This study investigated the cost, effectiveness, and user experiences of orthotics worn as a result of the instability of the knee in neuromuscular and central nervous system conditions. There is little evidence for cost or effectiveness and future research should focus on outcomes that address user concerns.

Why did we do this research?

People with neuromuscular and central nervous system conditions can experience knee instability, which may be treated using callipers or splints, known as ‘orthotic devices’. Very little is known about the effectiveness of these devices, how often they are used, how much they cost the UK NHS or what patients think about them. This study aimed to investigate these knowledge gaps.

What did we do?

We systematically searched for existing research and examined it to find out what is already known about the effectiveness of these orthotic devices. Healthcare professionals were asked to take part in a survey and interviews to identify the types of devices currently being provided by the NHS, how often they are used, their cost and professionals’ views about the use of devices. Patients using devices were invited to talk to a researcher in a face-to-face interview about their views and experiences.

Who was involved?

For the survey, we engaged with healthcare professionals involved in providing orthotic devices for knee instability through three professional organisations, (ACPIN , BAPO and BSPRM). Patients using devices who took part in the interviews were identified through clinical members of the research team, and through invitations sent to representatives of the British Polio Fellowship, Charcot–Marie–Tooth UK, the FSH (facioscapulohumeral muscular dystrophy) Support Group UK and the Muscular Dystrophy Campaign.

What did we find?

Our findings suggest that a number of different devices are provided in the NHS. However, we cannot tell from existing literature how effective they are, as very few studies examined the extent to which the devices helped patients when they were used in real-life settings. In the interviews, patients highlighted how important their device can be in helping them to work, support their family and take part in social and community activities. However, they were unhappy about some aspects of their treatment. We also found that treatment outcomes considered important by patients are not being routinely measured.

What have we learned?

Various types of orthoses are used in the NHS to manage patients with neuromuscular or central nervous system conditions and knee instability, both custom-made and prefabricated, of variable cost. There is limited evidence on the effectiveness of the orthoses, especially in relation to the outcomes that are important to people who use them.

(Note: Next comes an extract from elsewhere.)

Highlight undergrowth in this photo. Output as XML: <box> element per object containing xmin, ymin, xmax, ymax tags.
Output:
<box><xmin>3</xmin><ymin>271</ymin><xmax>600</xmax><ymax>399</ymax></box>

Future work should include high-quality research on the effectiveness and cost-effectiveness of orthoses; development of a core set of outcome measures taking account of orthotic users concerns; further exploration of the views and experiences of patients; and the best models of service delivery.


The full NIHR HTA report can be accessed here:

O'Connor J, McCaughan D, McDaid C, Booth A, Fayter D, Rodriguez-Lopez R, et al. Orthotic management of instability of the knee related to neuromuscular and central nervous system disorders: systematic review, qualitative study, survey and costing analysis.Health Technol Assess 2016;20(55)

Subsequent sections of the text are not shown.